Ya disponible para su descarga la Revista Didáktica Noviembre 2018 https://bit.ly/2zE76D0

OSWALDO DEL CASTILLO

CORTOS REFLEXIVOS

OSWALDO DEL CASTILLO CARRANZA

2018: LA CUARTA TRANSFORMACIÓN

Estamos llegando al cierre de algo completamente inesperado e insólito, hay animadversiones que no pueden ser sosegadas por el simple hecho de descubrirlas y saber que las tenemos. Estamos llegando a un punto que nunca imaginamos que llegaríamos, y es que dar cuenta de la historia que vivimos y que estamos viviendo y la forma del cómo la estamos viviendo, nos ha ocasionado un escozor en todo el cuerpo, difícil de explicarlo. Por muchos años viví la experiencia de un cambio de sexenio, de un presidente por otro presidente, de un gabinete por otro gabinete pero siempre me quedó un sabor de boca a algo semejante, de algo que ya había probado, en el sabor y en su textura. Por muchos años dimos cuenta de una transición sin tropiezos, sin los sobresaltos que hoy vemos y sentimos por los descubrimientos que se están dando por el manejo del presupuesto y de tantas cosas insospechadas que nunca fuimos capaces de verlas, ya sea por el importamadrismo o simplemente por ser descuidados y despreocupados en el asunto en cuestión. Los agolpamientos de los resultados de una administración que no tuvo límites ni control, que uno tras otro se están dando, han puesto al descubierto la falta de interés de los ciudadanos en los asuntos de gobierno. De igual manera han puesto al descubierto a las camarillas en el poder, desde el mismo presidente hasta el menos importante en la estructura de andamiajes que se construyó durante tantos años. Esta época de mandatarios manageriales impulsados por la modernidad del viejo y moderno establishment ha llegado al punto de quiebre. Si bien el modelo burocrático weberiano asignaba responsabilidad, eficiencia y conocimiento, este modelo anulaba de cuajo el paternalismo y el nepotismo. Privilegiaba la capacidad del hombre para que realizara la función bajo el esquema del dominio de la función. Al paso del tiempo el estado se convirtió en el empleador más grande en el modelo empresarial por el que estamos transitando. El presupuesto de servicios personales fue más alto cada sexenio, hasta encontrar las limitaciones con las que no pudieron hacerles frente. Sueldos altos en el nivel más alto, sueldos bajos en los niveles más bajos.

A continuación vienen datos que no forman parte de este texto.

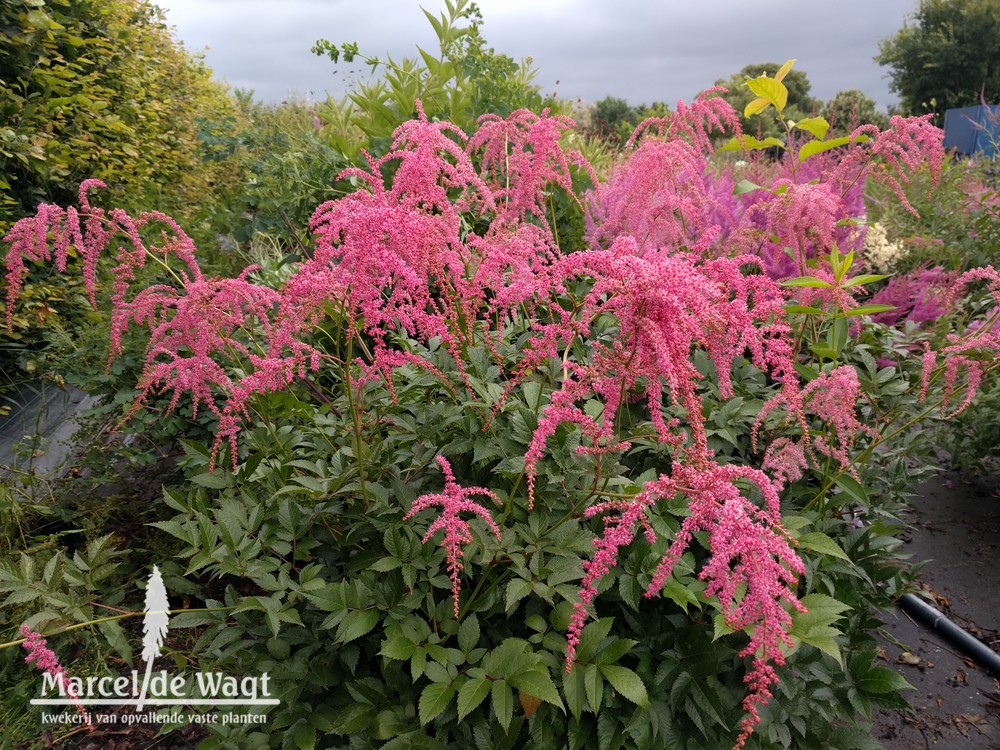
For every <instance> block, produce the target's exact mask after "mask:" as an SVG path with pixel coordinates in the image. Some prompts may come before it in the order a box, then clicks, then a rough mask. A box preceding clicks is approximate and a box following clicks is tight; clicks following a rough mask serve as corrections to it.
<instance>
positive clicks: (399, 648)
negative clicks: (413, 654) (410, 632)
mask: <svg viewBox="0 0 1000 750" xmlns="http://www.w3.org/2000/svg"><path fill="white" fill-rule="evenodd" d="M416 648H417V646H416V644H415V643H413V641H411V640H410V639H409V638H406V637H405V636H402V635H397V636H393V637H392V638H387V639H386V640H385V641H384V642H383V643H382V650H381V651H379V653H380V654H382V656H384V657H386V658H387V659H398V660H399V661H406V660H407V659H409V658H410V657H412V656H413V653H414V651H416Z"/></svg>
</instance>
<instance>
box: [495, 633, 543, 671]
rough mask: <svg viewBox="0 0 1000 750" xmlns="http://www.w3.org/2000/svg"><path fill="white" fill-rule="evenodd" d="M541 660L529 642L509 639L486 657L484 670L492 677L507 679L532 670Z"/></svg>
mask: <svg viewBox="0 0 1000 750" xmlns="http://www.w3.org/2000/svg"><path fill="white" fill-rule="evenodd" d="M540 658H541V657H540V656H539V655H538V654H536V653H534V652H533V651H532V650H531V644H530V643H528V642H527V641H523V640H521V639H519V638H508V639H507V640H505V641H504V642H503V643H501V644H500V645H499V646H497V647H496V648H495V649H493V650H492V651H490V653H489V654H487V655H486V658H485V659H483V669H485V670H486V673H487V674H489V675H490V676H491V677H496V678H499V679H506V678H508V677H511V676H513V675H516V674H518V673H519V672H523V671H526V670H528V669H530V668H532V667H533V666H534V665H535V664H537V663H538V660H539V659H540Z"/></svg>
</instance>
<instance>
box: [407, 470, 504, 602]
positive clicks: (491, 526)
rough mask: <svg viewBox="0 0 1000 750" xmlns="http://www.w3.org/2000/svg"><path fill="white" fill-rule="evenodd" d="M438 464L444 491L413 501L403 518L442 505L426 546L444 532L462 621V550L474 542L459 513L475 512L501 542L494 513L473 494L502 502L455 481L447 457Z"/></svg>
mask: <svg viewBox="0 0 1000 750" xmlns="http://www.w3.org/2000/svg"><path fill="white" fill-rule="evenodd" d="M437 462H438V466H440V467H441V471H442V472H444V480H445V481H444V492H441V493H437V494H432V495H421V496H420V497H418V498H417V499H416V500H414V501H413V505H412V506H410V510H409V512H408V513H407V514H406V515H405V516H403V520H404V521H405V520H407V519H409V518H411V517H412V516H414V515H415V514H417V513H419V512H420V511H422V510H424V509H426V508H429V507H431V506H432V505H440V506H441V508H442V512H441V515H440V516H438V517H437V520H435V521H434V523H432V524H431V525H430V526H429V527H428V528H427V533H426V534H424V539H423V541H424V544H426V543H427V541H428V540H429V539H430V538H431V537H432V536H434V532H436V531H438V530H439V529H444V539H443V540H441V546H442V547H444V548H445V550H446V551H447V554H448V573H449V577H450V578H451V592H452V598H453V599H454V602H455V619H458V593H459V591H460V590H461V587H462V585H461V582H460V581H459V574H460V573H461V572H462V557H463V556H464V554H465V553H464V552H463V551H462V545H464V544H468V543H469V542H471V541H472V530H471V529H470V528H469V524H468V522H467V521H464V520H462V518H461V517H460V516H459V515H458V514H459V513H461V512H462V511H463V510H464V511H468V512H470V513H475V514H476V515H477V516H479V517H480V518H482V519H483V520H484V521H485V522H486V525H487V526H489V528H490V531H492V532H493V534H494V535H495V536H496V538H497V541H498V542H499V541H500V527H499V526H497V524H496V521H494V520H493V517H492V516H491V515H490V512H489V511H488V510H486V508H484V507H483V506H482V505H480V504H479V503H477V502H474V501H472V500H470V499H469V498H470V497H471V496H472V495H485V496H487V497H491V498H493V499H494V500H496V501H497V503H498V504H500V505H502V503H501V502H500V498H498V497H497V496H496V494H495V493H493V492H491V491H490V490H487V489H485V488H483V487H459V486H458V483H457V482H456V481H455V475H454V474H453V473H452V471H451V464H449V463H448V459H446V458H445V457H444V456H438V457H437Z"/></svg>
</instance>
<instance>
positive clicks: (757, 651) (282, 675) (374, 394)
mask: <svg viewBox="0 0 1000 750" xmlns="http://www.w3.org/2000/svg"><path fill="white" fill-rule="evenodd" d="M790 68H791V63H788V64H786V65H785V66H784V67H783V68H782V69H781V70H779V71H778V73H777V74H776V75H775V76H774V77H767V76H762V77H760V78H756V79H752V80H750V81H749V82H748V85H749V86H750V88H751V90H752V91H753V92H754V94H755V95H756V97H757V98H756V99H754V100H753V101H751V103H750V105H748V107H747V112H746V114H747V115H753V114H755V113H759V112H761V111H763V110H765V109H766V108H773V109H774V110H775V111H776V112H777V113H778V115H779V119H780V115H781V112H782V110H783V109H784V106H785V97H786V94H787V92H786V91H785V89H784V86H783V84H782V82H781V81H782V78H783V77H784V75H786V74H787V72H788V70H789V69H790ZM716 93H718V92H717V91H715V90H710V91H707V92H705V94H703V95H702V96H700V97H699V98H698V99H697V100H696V101H694V102H693V103H691V104H689V105H688V104H684V103H683V102H680V103H678V105H677V108H676V110H675V111H673V112H670V113H668V114H667V115H666V116H663V117H658V118H653V119H650V120H647V121H646V122H643V123H642V124H641V125H640V126H639V127H638V129H637V130H636V132H635V133H634V135H633V136H632V138H631V140H630V141H629V142H628V144H627V145H626V147H625V150H624V152H623V156H622V157H621V159H620V160H619V161H618V162H617V163H616V164H615V166H614V167H613V169H612V170H611V171H610V173H609V174H608V175H607V177H606V179H603V180H602V179H599V178H598V176H597V175H596V174H595V172H594V170H593V169H592V168H591V167H590V165H589V164H588V163H587V161H586V160H585V159H584V158H583V156H582V155H581V154H580V153H578V152H575V151H573V150H571V149H568V148H567V147H566V145H565V144H566V143H567V142H568V140H569V137H570V136H571V134H572V131H573V127H574V125H573V122H572V121H571V120H570V119H568V118H567V117H564V116H559V115H552V114H550V113H549V112H548V111H544V112H542V113H541V114H536V113H532V112H529V111H527V110H518V111H515V112H514V113H513V114H511V115H510V116H508V117H500V116H496V115H485V116H483V117H481V118H480V119H479V123H478V127H477V129H476V130H475V131H474V132H472V133H466V132H463V131H462V130H460V129H459V128H458V127H457V126H454V125H452V124H450V123H448V122H436V121H431V120H429V119H428V118H427V117H426V116H425V115H424V112H423V110H422V109H421V108H420V107H419V106H418V112H417V116H416V117H415V118H414V119H413V120H411V121H409V122H406V123H404V124H403V125H402V126H400V127H399V128H398V129H397V130H396V132H395V134H394V136H393V140H392V143H391V147H390V148H389V149H388V150H387V151H386V152H385V153H384V154H382V155H379V156H375V155H370V156H368V159H367V165H366V166H365V167H359V168H350V169H347V170H346V171H345V172H344V173H343V175H342V177H343V178H350V179H351V180H353V182H354V184H355V185H356V189H355V190H354V191H353V192H350V193H349V194H346V195H344V196H342V197H339V198H337V199H336V200H332V201H329V202H327V203H324V204H323V205H321V206H319V207H318V208H317V209H316V211H315V213H314V214H313V218H312V223H311V230H312V233H313V237H314V243H313V244H312V246H311V247H310V250H309V254H308V256H307V257H303V258H302V259H301V260H300V261H299V262H297V263H295V264H294V266H293V267H292V268H291V270H290V272H289V273H287V274H286V280H285V281H284V282H283V283H281V284H279V285H277V286H268V285H266V284H264V283H262V282H261V280H260V279H261V276H260V269H259V268H257V267H253V266H251V267H248V268H246V269H245V270H244V271H243V272H242V273H240V274H239V275H237V276H234V277H213V276H207V275H205V274H204V273H203V272H202V270H201V268H200V266H199V262H198V255H197V252H196V249H195V247H194V243H193V242H192V241H191V240H190V239H189V238H188V236H187V235H186V234H185V233H184V231H183V229H182V228H181V227H180V226H178V225H177V224H176V223H175V222H174V221H173V220H171V219H170V218H169V217H167V216H165V215H164V214H161V213H158V212H155V211H150V212H146V213H141V214H139V215H137V216H132V215H129V214H128V213H126V212H124V211H122V210H116V209H111V210H107V209H104V208H100V207H98V206H97V205H96V203H97V202H98V200H99V195H100V192H99V191H98V188H100V187H101V184H100V183H98V182H97V181H95V180H88V181H86V182H84V183H83V185H82V186H81V187H80V202H79V207H78V208H73V207H66V208H62V207H58V206H54V205H43V206H41V207H40V208H39V209H38V213H37V215H36V216H34V217H31V218H27V219H24V220H22V221H20V222H18V224H17V225H16V226H15V227H14V228H13V229H12V230H11V232H10V233H9V235H8V236H7V237H6V242H7V243H8V244H9V246H10V249H9V252H8V253H7V256H6V269H7V271H6V289H7V298H6V304H7V307H6V309H7V316H8V323H9V320H10V316H11V315H13V311H14V310H15V309H16V304H17V297H18V293H19V291H20V289H21V285H22V282H23V280H24V278H25V275H26V273H27V270H28V265H29V264H30V263H44V262H50V261H54V262H55V264H56V266H57V267H58V268H59V269H60V270H65V269H67V268H70V267H72V268H79V269H81V271H82V274H83V277H84V279H85V284H86V289H87V293H88V294H89V295H90V299H91V300H92V301H95V302H96V300H97V299H98V294H99V286H100V283H99V280H100V277H101V276H102V274H103V273H108V272H107V271H102V268H103V267H104V264H106V263H108V264H110V272H109V276H110V278H111V297H110V304H111V306H112V312H111V321H110V342H111V345H110V358H111V360H114V359H115V358H116V357H117V356H119V355H121V354H122V353H123V348H124V346H125V344H124V343H123V342H124V341H125V337H126V334H127V332H128V331H129V330H130V329H132V328H133V327H138V328H139V329H141V330H144V332H145V333H144V335H145V337H146V339H147V342H148V343H147V344H146V348H145V355H144V357H145V359H144V362H145V364H144V366H143V369H142V373H141V377H140V380H139V382H138V385H137V388H136V392H135V397H134V400H133V402H132V404H131V406H130V407H129V408H128V410H127V413H126V414H125V415H124V418H123V422H124V421H127V420H128V419H129V418H130V417H132V416H134V415H135V414H137V413H138V412H139V411H140V410H142V409H144V408H157V409H163V410H165V411H168V412H169V411H172V410H175V409H177V408H180V407H181V405H182V404H185V403H188V402H189V403H190V404H191V410H192V415H191V416H192V418H197V417H199V415H200V416H202V418H204V416H205V414H206V413H207V414H208V415H210V424H211V428H212V429H213V431H214V435H215V438H214V444H211V445H201V444H200V443H197V442H196V441H188V443H187V456H186V458H185V460H184V465H185V469H186V471H187V472H188V474H187V476H188V478H189V479H190V485H189V489H186V490H170V491H168V492H167V493H166V494H165V496H164V502H165V504H166V505H167V506H168V507H169V508H170V509H171V510H172V511H173V512H174V513H175V515H174V516H173V517H172V518H169V519H164V520H161V521H157V522H156V524H155V525H156V526H157V527H158V528H159V529H161V530H162V531H165V532H166V533H167V534H168V535H170V536H171V537H172V538H173V539H175V540H176V544H177V555H178V556H179V558H180V559H182V560H186V561H187V569H186V570H184V571H183V572H184V574H185V575H186V576H190V577H205V578H218V577H223V576H224V577H225V580H226V581H227V583H228V584H229V585H227V586H226V588H225V592H224V594H220V595H219V597H218V598H214V599H209V600H207V606H208V607H218V608H220V609H221V610H224V611H219V612H206V613H203V614H195V613H189V614H186V615H181V616H180V617H179V618H177V619H178V624H177V625H175V626H173V627H176V628H180V627H197V628H199V631H197V634H198V638H199V640H198V642H197V644H196V645H195V647H194V649H195V652H196V653H199V654H200V655H199V656H198V659H199V660H200V662H201V664H202V666H201V668H202V669H205V668H206V666H207V665H213V668H219V669H225V670H227V671H228V672H229V673H244V674H251V673H260V672H263V671H266V672H269V673H270V674H272V675H273V680H274V683H273V689H274V691H275V692H276V694H277V696H278V698H280V699H281V706H280V707H278V708H276V709H274V711H273V712H271V713H270V714H269V716H270V717H271V727H270V729H269V730H268V731H274V732H277V733H279V734H285V733H288V735H287V736H292V735H294V736H295V737H297V738H302V742H304V743H305V744H304V745H300V746H311V745H309V741H310V738H312V741H315V738H316V737H319V736H326V737H332V738H334V739H331V740H329V742H330V743H334V744H329V746H337V747H340V746H343V747H346V746H347V745H346V744H344V743H346V742H348V738H350V737H355V738H362V737H363V738H367V739H366V740H364V741H365V742H375V741H376V740H378V741H380V742H381V741H387V742H389V743H390V744H389V745H385V746H386V747H389V746H390V745H391V746H392V747H418V746H419V747H437V746H446V745H447V746H454V747H472V746H486V745H488V746H490V747H493V746H507V747H522V746H529V745H530V746H534V747H566V746H568V747H584V746H586V747H590V746H592V744H593V743H595V742H597V743H598V744H599V745H600V746H601V747H605V746H608V747H620V746H621V747H669V748H673V747H677V748H680V747H703V748H718V747H723V746H731V747H734V748H740V747H743V746H759V747H788V746H794V747H820V746H823V747H845V748H846V747H860V746H862V745H858V744H851V743H852V742H856V741H858V740H857V729H856V727H853V726H852V725H851V724H850V722H849V721H848V722H847V723H845V721H844V717H845V716H848V717H850V716H855V717H857V716H861V715H864V714H869V715H870V712H871V709H872V707H873V706H874V705H881V704H889V705H897V703H898V701H899V700H901V699H899V698H898V696H897V695H896V691H898V689H899V688H901V687H904V686H905V683H903V682H902V680H901V679H900V678H898V677H897V676H895V675H894V674H893V673H891V672H890V671H889V670H887V669H885V668H883V667H880V666H877V664H876V659H875V647H874V643H873V641H872V639H871V637H870V636H869V635H868V631H869V630H870V629H871V627H872V626H873V622H874V621H873V613H874V612H875V611H876V610H877V609H878V608H879V607H881V606H883V605H884V604H885V603H886V602H888V601H890V600H891V599H892V597H893V596H894V595H895V594H896V593H898V590H899V587H900V586H901V585H902V584H901V581H902V576H903V572H902V571H901V569H900V568H899V567H898V565H895V564H894V563H893V560H894V558H893V552H892V550H893V543H892V540H891V538H890V536H889V534H890V532H891V528H892V524H891V510H890V509H889V508H890V505H891V503H888V501H887V500H886V498H897V497H898V496H899V493H900V492H902V491H904V490H905V488H906V487H908V486H909V485H908V483H907V480H906V475H907V471H908V470H907V466H906V451H907V450H908V448H909V447H911V446H912V445H913V444H914V443H915V442H918V441H919V438H915V437H914V435H915V434H917V435H918V434H919V433H916V432H915V429H916V427H918V426H919V425H920V424H922V423H924V422H926V421H927V420H931V419H934V418H937V417H938V416H940V415H950V414H955V413H957V412H960V411H962V410H963V409H964V408H965V407H966V406H967V405H968V404H969V403H970V401H971V399H972V398H973V396H974V395H975V393H976V391H977V389H978V388H979V387H980V386H981V385H982V384H983V383H984V382H985V381H986V379H987V378H988V377H989V376H990V375H992V374H995V371H996V369H997V352H998V351H1000V325H998V319H1000V274H998V272H997V271H996V270H994V269H993V268H991V267H985V268H979V269H975V270H970V271H966V272H963V273H958V272H955V273H952V274H950V275H949V274H943V275H939V276H938V277H936V278H937V279H938V281H939V286H937V287H935V290H934V293H933V299H932V300H931V299H923V298H921V299H920V300H913V299H911V297H912V295H911V297H907V295H906V294H901V293H898V292H897V304H896V305H891V304H886V303H884V302H881V301H879V300H873V299H872V296H871V295H872V291H871V290H872V289H884V288H886V284H885V283H883V282H884V280H885V279H886V276H885V275H881V274H873V273H869V272H867V269H866V266H865V255H864V249H863V248H864V239H865V234H866V231H868V227H867V226H866V224H865V222H864V217H865V214H866V212H865V206H864V200H863V198H864V195H863V193H864V190H865V186H866V185H867V184H871V183H877V184H880V185H883V186H887V187H888V189H889V190H891V192H892V193H894V194H895V196H896V197H897V199H898V201H899V202H900V204H901V205H902V206H903V207H904V208H908V209H911V210H912V206H911V205H910V202H909V199H908V197H907V195H906V193H905V192H904V188H905V187H906V186H907V185H908V183H909V181H910V180H911V178H912V177H913V175H914V174H915V173H917V172H918V171H919V170H929V171H930V174H931V175H932V176H934V178H935V179H936V175H937V174H938V173H939V170H940V169H941V166H942V164H943V160H944V154H943V150H942V146H941V132H940V131H939V130H938V129H937V128H935V127H933V126H932V125H931V124H930V123H929V121H928V119H927V118H921V117H918V118H902V117H894V118H892V121H891V124H890V126H889V127H888V128H887V129H884V130H880V129H879V128H877V127H875V126H874V125H864V126H861V127H859V128H857V129H856V130H854V131H853V132H852V133H850V134H849V135H846V136H841V137H836V138H833V137H830V138H828V137H827V136H828V129H829V124H828V123H827V122H826V121H825V120H824V119H823V118H819V117H813V118H808V119H804V120H802V121H799V122H796V123H793V122H790V121H786V120H784V119H781V122H782V123H783V126H784V127H785V130H786V133H785V136H784V137H783V138H775V137H769V138H766V139H757V138H755V137H753V136H751V135H749V134H744V133H742V132H741V130H740V127H739V119H738V117H737V113H736V112H734V111H733V109H732V108H731V107H730V106H729V105H728V104H727V103H726V102H725V101H724V100H723V99H721V98H719V97H718V96H715V94H716ZM768 148H778V149H779V150H781V151H782V156H781V157H779V158H777V159H766V158H761V155H762V154H763V153H764V149H768ZM730 157H733V158H730ZM557 201H558V202H560V203H562V204H565V203H566V202H567V201H568V202H569V204H571V205H575V206H577V207H578V209H579V210H582V211H583V212H584V214H585V216H586V222H587V223H586V227H587V228H586V233H585V239H584V242H583V243H582V244H581V245H579V246H576V245H573V246H567V243H566V242H565V241H564V239H563V238H560V235H559V222H558V221H556V219H555V211H556V209H555V206H556V203H557ZM151 263H152V264H156V265H158V266H160V267H161V269H162V273H161V274H160V279H161V281H160V282H159V283H155V284H152V285H145V284H139V283H138V280H139V279H145V278H147V276H146V273H147V272H148V267H149V266H150V264H151ZM143 269H145V270H143ZM892 283H893V281H892V280H890V281H889V284H890V285H891V284H892ZM908 300H909V301H908ZM931 303H933V307H934V311H935V313H934V314H933V315H928V314H926V307H927V306H928V305H931ZM907 305H909V307H907ZM920 305H923V308H924V314H923V315H922V317H921V316H919V315H918V316H916V317H911V315H912V313H913V310H914V309H916V308H917V307H920ZM890 313H892V314H893V316H892V317H891V318H882V320H888V322H879V320H880V318H879V316H884V315H886V314H890ZM918 318H919V319H918ZM900 488H904V489H900ZM421 542H422V543H421ZM435 542H437V543H438V545H439V546H440V548H438V547H436V546H435V544H434V543H435ZM237 582H239V585H235V584H236V583H237ZM816 695H822V701H820V700H814V699H813V698H811V697H810V696H816ZM515 698H517V700H515ZM276 736H278V735H276ZM491 738H492V739H491ZM296 741H298V740H296ZM493 741H495V742H497V743H499V744H497V745H493V744H489V743H490V742H493ZM337 743H340V744H337ZM435 743H437V744H435ZM484 743H485V744H484ZM504 743H506V744H504ZM754 743H758V744H757V745H754ZM352 746H353V745H352ZM363 746H365V747H368V746H374V745H370V744H366V745H363ZM594 746H596V745H594Z"/></svg>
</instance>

La diferencia entre uno y otro fue hasta de 100 veces. Poco a poco se fue distanciando una clase de trabajadores del mismo sistema hasta dar cuenta de individuos que vivían en un reinado y otros con el papel de lacayos. El servilismo, trabajadores que bajo la amenaza de perder su trabajo, se configuró como un estado latente de servidumbre. De pronto funcionarios que disponían de choferes que a la vez eran pintores, carpinteros, jardineros, de sus mansiones y hasta amantes de sus esposas. El dispendio por los funcionarios y políticos de los dineros del erario empezó a verse como algo natural. Las mansiones, aviones, autos de marcas caras, casas de campo y de playa, vacaciones para todos por todo el mundo, dinero mal utilizado a cuenta del erario mal controlado. La trasgresión suena más como el nombre de una serie de Netflix que otra cosa. Sin embargo, los abusos fueron haciendo mella en Juan Pueblo que ya no aprobaba de buen agrado todo lo que veía. Vimos a funcionarios levitar sobre el suelo del nopal y a la vez a exigir más. De pronto la trasgresión fue insultante, agresiva e intolerante. La clase dominante o los clasistas presumían vivir en un mundo de oropel. Las luces y la brillantez cegaban cada vez más a los elegidos y a los hijos de los elegidos. De pronto pensamos que vivíamos en la monarquía, seres humanos elegidos por dios para tomar las riendas de su pueblo y hacerlo esclavo o súbdito de su reinado. Seres humanos descontextualizados de la realidad acuñados por su misma estirpe en un reino llamado República mexicana. El ciudadano cambió su categoría por vasallo, perdiendo así la propia cultura por la que el Mexica peleó siempre. El avasallamiento que sufrió Juan Pueblo fue de tal magnitud que por décadas creyó que su condición era el designio de los dioses.

Habremos de ver que lo que viene realmente sea lo propio para el resurgimiento de una nación fuerte, venga pues la Cuarta Transformación. Felicidades mexicanos.